For this reason, the Hong Kong Baptist University (HKBU) has recently completed an extensive renovation and expansion of its library. This project, which was funded to the tune of HK$13 million by the University Grants Committee, took a year to complete and increased available space by almost 20 per cent. "The project was well overdue," says Shirley Leung, HKBU's librarian. "We were simply beginning to run out of space."
A comprehensive feasibility study was undertaken before the project was given the green light. "We carried out an analysis of shelving capacity and the library's acquisition rate," Ms Leung explains. Final approval was given in 2002 by the relevant university bodies and local architects Leigh & Orange were then selected after a tender process. Their key objective was to find ways of optimising space.
The expanded facility now has new audiovisual equipment plus two viewing rooms and an area for listening to music or watching videos. Three study rooms have been added for small group discussions and there is an extra area that can stay open longer than regular library hours during examination periods. One of the most welcome alterations, according to Ms Leung, is the improved section for newspapers and current periodicals. "It was just too cramped before and is now being utilised much more effectively."
In addition to receiving government funding, HKBU set aside HK$3 million for the scheme. There was also a HK$1 million grant from the Wing Lung Bank Foundation, some of which was for a visual arts project.

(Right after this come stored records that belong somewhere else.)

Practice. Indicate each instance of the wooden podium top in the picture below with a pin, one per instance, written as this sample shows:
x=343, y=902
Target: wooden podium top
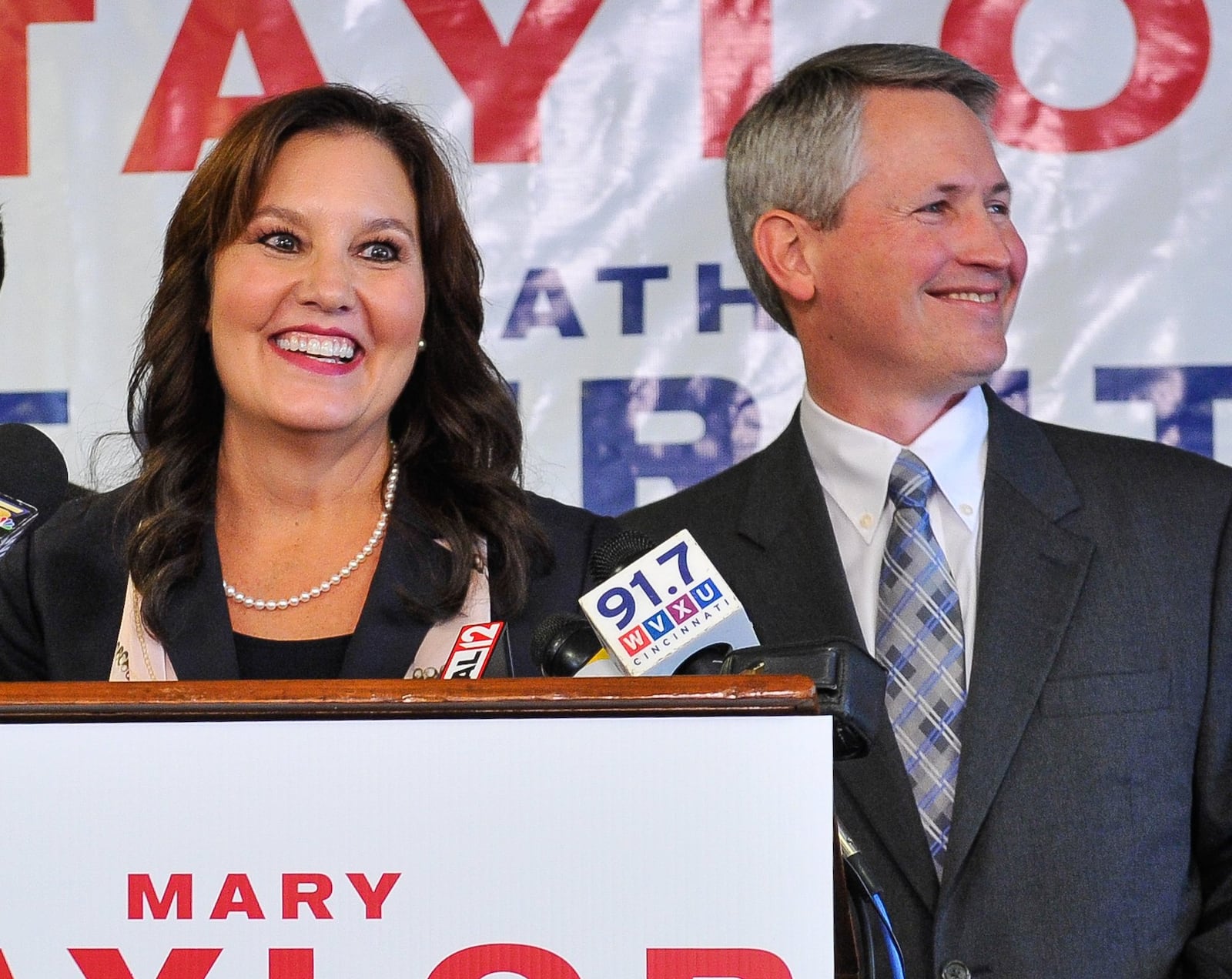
x=227, y=700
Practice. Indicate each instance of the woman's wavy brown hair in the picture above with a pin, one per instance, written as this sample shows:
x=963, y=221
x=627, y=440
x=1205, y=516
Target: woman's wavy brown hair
x=455, y=425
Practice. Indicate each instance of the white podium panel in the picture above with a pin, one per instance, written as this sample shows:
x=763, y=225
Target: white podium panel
x=688, y=847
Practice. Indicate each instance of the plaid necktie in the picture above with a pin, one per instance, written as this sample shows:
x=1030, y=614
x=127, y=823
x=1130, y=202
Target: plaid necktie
x=919, y=642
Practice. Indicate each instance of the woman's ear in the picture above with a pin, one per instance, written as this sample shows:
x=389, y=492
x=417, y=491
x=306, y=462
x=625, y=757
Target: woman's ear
x=780, y=240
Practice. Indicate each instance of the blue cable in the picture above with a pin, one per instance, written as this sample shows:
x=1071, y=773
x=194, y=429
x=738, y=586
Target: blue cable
x=892, y=950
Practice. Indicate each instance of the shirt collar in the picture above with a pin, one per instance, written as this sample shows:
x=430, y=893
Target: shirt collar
x=853, y=463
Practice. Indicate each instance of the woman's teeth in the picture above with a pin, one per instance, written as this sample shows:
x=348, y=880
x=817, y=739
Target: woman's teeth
x=336, y=349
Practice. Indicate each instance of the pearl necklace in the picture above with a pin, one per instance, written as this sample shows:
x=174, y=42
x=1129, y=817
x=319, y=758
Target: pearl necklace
x=271, y=605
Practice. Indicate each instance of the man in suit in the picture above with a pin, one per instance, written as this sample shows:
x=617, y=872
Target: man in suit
x=1051, y=788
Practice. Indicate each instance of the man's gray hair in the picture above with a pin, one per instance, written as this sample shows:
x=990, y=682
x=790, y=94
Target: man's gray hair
x=798, y=147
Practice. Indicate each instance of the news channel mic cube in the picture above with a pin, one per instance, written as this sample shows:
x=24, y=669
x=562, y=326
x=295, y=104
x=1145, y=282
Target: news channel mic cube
x=668, y=605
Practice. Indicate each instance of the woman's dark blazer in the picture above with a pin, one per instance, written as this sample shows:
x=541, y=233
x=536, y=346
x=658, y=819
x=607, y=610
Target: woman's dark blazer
x=62, y=593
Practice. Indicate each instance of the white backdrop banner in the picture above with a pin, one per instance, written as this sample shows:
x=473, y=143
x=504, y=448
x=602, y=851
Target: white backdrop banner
x=593, y=135
x=423, y=849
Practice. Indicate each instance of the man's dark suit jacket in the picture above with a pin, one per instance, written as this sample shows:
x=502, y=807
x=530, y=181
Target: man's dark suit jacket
x=1093, y=820
x=62, y=593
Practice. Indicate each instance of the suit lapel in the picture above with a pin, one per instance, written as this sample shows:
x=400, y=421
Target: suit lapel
x=800, y=576
x=1030, y=574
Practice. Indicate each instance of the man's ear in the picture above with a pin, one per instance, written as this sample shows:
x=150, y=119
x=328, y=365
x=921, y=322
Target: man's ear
x=780, y=242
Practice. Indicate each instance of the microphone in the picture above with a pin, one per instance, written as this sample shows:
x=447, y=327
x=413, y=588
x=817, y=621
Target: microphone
x=665, y=606
x=34, y=483
x=566, y=646
x=850, y=683
x=480, y=650
x=618, y=552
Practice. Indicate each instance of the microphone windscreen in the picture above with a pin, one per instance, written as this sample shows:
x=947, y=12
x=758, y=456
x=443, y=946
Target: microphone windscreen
x=618, y=552
x=562, y=644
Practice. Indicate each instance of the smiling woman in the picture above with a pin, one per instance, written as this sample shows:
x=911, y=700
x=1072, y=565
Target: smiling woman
x=330, y=463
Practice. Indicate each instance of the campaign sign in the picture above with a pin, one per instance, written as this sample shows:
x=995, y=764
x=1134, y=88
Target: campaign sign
x=668, y=605
x=561, y=847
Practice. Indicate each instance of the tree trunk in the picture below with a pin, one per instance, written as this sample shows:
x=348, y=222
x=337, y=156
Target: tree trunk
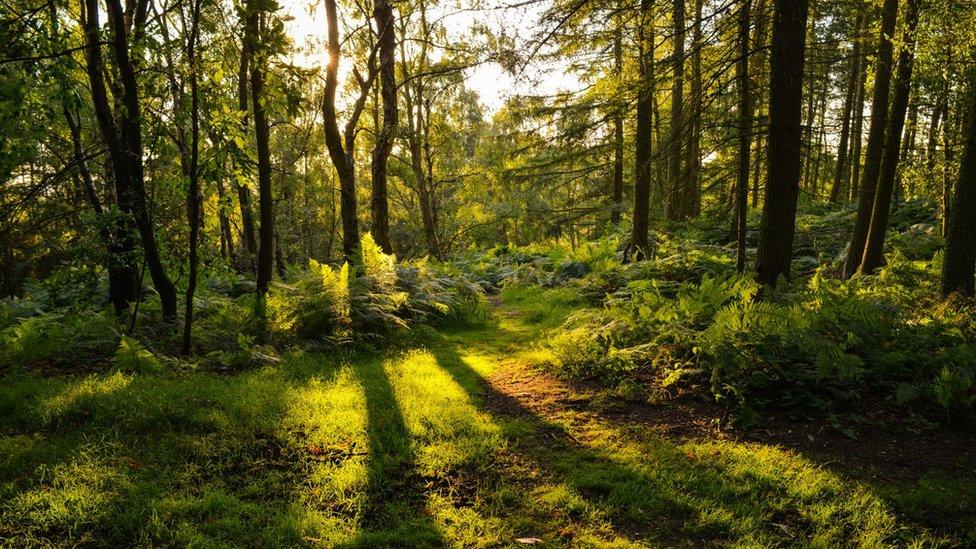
x=262, y=134
x=385, y=30
x=675, y=206
x=876, y=134
x=123, y=275
x=873, y=256
x=758, y=67
x=843, y=167
x=124, y=143
x=857, y=130
x=783, y=159
x=693, y=163
x=193, y=197
x=248, y=234
x=617, y=193
x=643, y=168
x=959, y=264
x=745, y=135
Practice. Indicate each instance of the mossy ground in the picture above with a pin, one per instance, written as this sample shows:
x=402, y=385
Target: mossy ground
x=415, y=447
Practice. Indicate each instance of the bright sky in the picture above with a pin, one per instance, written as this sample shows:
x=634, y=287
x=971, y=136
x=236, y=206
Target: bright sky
x=493, y=84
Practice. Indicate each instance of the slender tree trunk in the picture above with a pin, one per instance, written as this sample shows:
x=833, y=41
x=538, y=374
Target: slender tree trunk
x=193, y=197
x=642, y=138
x=693, y=185
x=123, y=275
x=758, y=67
x=907, y=152
x=876, y=134
x=873, y=256
x=617, y=193
x=745, y=135
x=124, y=143
x=856, y=131
x=785, y=106
x=959, y=264
x=933, y=135
x=262, y=134
x=248, y=232
x=842, y=170
x=385, y=30
x=675, y=207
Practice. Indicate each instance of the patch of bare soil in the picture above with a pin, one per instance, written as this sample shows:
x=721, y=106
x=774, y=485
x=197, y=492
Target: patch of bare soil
x=885, y=447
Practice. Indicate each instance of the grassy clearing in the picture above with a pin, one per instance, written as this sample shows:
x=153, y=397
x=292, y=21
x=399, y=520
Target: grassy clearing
x=412, y=448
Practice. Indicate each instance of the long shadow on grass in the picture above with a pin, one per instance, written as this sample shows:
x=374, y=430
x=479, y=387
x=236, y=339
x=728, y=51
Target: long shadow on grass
x=393, y=512
x=155, y=453
x=675, y=498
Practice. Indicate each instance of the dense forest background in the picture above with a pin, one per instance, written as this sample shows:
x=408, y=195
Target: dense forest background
x=755, y=215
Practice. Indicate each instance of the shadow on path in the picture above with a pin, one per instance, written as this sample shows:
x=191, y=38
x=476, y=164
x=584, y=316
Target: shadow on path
x=394, y=510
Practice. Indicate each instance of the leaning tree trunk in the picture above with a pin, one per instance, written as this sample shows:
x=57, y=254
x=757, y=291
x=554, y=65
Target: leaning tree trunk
x=675, y=206
x=745, y=134
x=385, y=28
x=843, y=165
x=785, y=134
x=643, y=137
x=873, y=256
x=876, y=134
x=617, y=192
x=959, y=264
x=262, y=134
x=693, y=162
x=248, y=238
x=193, y=197
x=124, y=140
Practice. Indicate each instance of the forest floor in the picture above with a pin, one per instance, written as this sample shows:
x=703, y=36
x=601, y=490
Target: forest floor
x=459, y=438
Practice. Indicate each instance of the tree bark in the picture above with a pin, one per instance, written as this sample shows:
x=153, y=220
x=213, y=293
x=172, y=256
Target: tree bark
x=193, y=197
x=617, y=193
x=124, y=141
x=675, y=203
x=876, y=134
x=783, y=159
x=248, y=236
x=959, y=264
x=745, y=135
x=693, y=162
x=643, y=137
x=341, y=147
x=385, y=30
x=843, y=165
x=262, y=134
x=873, y=256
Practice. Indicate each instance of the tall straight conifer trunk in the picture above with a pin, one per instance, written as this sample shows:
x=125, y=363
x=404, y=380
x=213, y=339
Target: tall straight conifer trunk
x=783, y=157
x=876, y=133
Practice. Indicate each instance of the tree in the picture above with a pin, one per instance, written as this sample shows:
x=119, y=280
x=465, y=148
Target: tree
x=194, y=196
x=784, y=137
x=642, y=139
x=873, y=256
x=876, y=135
x=675, y=205
x=341, y=147
x=122, y=133
x=385, y=31
x=745, y=134
x=262, y=132
x=959, y=263
x=842, y=169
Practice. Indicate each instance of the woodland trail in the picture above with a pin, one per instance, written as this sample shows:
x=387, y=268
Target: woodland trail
x=461, y=438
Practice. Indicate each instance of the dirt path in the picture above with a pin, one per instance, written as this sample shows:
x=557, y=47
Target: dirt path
x=899, y=448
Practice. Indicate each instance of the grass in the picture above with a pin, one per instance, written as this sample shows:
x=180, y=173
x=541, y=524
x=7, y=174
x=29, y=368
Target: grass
x=415, y=447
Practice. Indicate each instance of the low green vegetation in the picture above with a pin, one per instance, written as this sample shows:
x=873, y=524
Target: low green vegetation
x=388, y=406
x=410, y=447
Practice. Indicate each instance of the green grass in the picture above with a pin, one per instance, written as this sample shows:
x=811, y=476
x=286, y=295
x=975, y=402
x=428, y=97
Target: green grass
x=410, y=448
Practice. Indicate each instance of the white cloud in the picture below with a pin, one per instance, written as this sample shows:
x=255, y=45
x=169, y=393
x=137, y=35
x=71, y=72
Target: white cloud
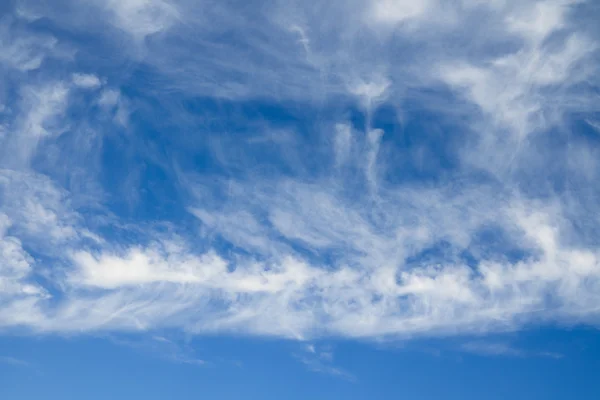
x=86, y=81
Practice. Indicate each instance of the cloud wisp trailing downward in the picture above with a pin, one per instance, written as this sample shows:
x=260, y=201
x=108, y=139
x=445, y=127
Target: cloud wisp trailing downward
x=347, y=169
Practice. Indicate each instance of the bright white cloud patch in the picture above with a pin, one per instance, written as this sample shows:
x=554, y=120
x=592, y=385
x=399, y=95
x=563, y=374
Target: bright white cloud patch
x=382, y=168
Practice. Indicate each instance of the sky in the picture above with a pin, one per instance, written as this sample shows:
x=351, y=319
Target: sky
x=297, y=199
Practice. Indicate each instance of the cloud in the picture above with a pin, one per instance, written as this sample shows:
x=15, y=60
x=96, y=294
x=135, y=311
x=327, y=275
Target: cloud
x=320, y=360
x=504, y=349
x=365, y=171
x=86, y=81
x=14, y=361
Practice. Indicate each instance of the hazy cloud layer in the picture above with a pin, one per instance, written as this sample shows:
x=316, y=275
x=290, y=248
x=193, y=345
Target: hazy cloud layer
x=365, y=169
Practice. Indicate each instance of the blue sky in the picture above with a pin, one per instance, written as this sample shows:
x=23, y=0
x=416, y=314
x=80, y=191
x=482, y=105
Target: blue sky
x=324, y=199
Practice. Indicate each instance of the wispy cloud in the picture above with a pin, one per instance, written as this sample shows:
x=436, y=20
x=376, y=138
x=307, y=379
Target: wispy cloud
x=275, y=193
x=320, y=360
x=486, y=348
x=14, y=361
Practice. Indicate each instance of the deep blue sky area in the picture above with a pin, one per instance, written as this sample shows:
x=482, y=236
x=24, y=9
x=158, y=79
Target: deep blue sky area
x=290, y=199
x=102, y=368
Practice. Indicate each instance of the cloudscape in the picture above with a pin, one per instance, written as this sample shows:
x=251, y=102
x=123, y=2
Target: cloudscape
x=315, y=173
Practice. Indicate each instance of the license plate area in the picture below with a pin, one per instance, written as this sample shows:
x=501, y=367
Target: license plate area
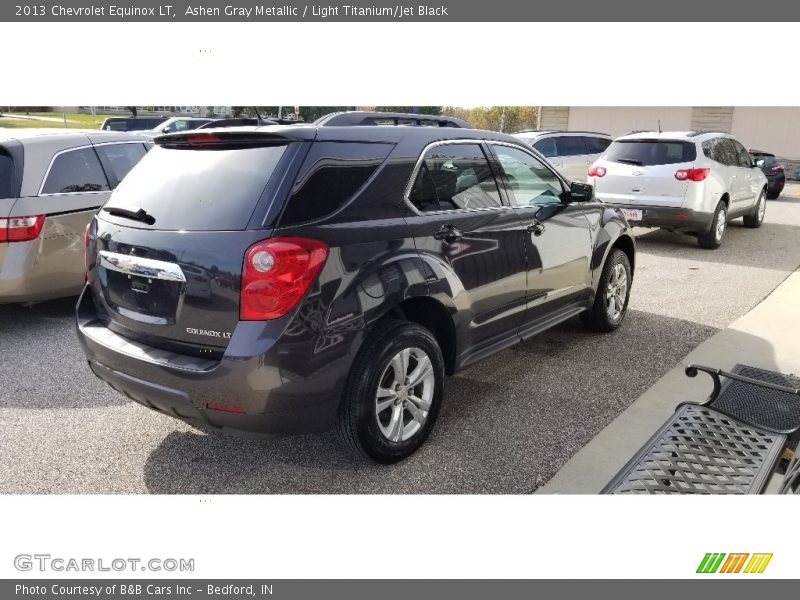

As part of the university's cultural enrichment policy, the 23-metre wall facing the library's main stairwell was converted into an art gallery. "We have been able to conceptualise the space and create displays and exhibitions," says Ms Leung. There have already been exhibitions of Chinese calligraphy and of portraits of distinguished Chinese writers by the famous local artist Kong Kai-ming.
Students are taking full advantage of the improved facility and Ms Leung anticipates more changes ahead. "The government's education reforms will lead to more alterations in the university system and I envisage further expansion will be necessary in the years to come."